Publisher Summary This chapter describes the various procedures to analyze nuclear receptor phosphorylation. It focuses on the methods used for identifying phosphorylation sites, many of which are directly applicable to the analysis of other post translational modifications, such as acetylation and methylation of receptors, and other types of proteins. The nuclear receptor superfamily is a diverse group of ligand-dependent transcription factors and orphan receptors, whose activities are regulated by reversible phosphorylation.
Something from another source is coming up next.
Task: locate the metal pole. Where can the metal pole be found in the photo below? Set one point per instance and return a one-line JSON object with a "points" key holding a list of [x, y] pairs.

Phosphorylation occurs predominantly on serine and threonine residues in the N-terminal and DNA-binding regions of receptors. The study of nuclear receptor phosphorylation necessitates an understanding of cellular signaling pathways and the way kinases and phosphatases in these pathways communicate with the nuclear receptor signaling pathways to modulate receptor function. Studies of the effects of hormones, drug treatments, cell cycle, and other conditions on receptor phosphorylation often provide new insights into receptor function. There are several types of mass spectrometers, and the techniques utilized to detect phosphorylation sites will depend upon the equipment available. Mass spectrometers measure the mass–charge ratio (m/z) of a molecule. Peptides must be volatilized to be detected by the machine. Receptor deletion and point mutations can be used to identify phosphorylation sites indirectly.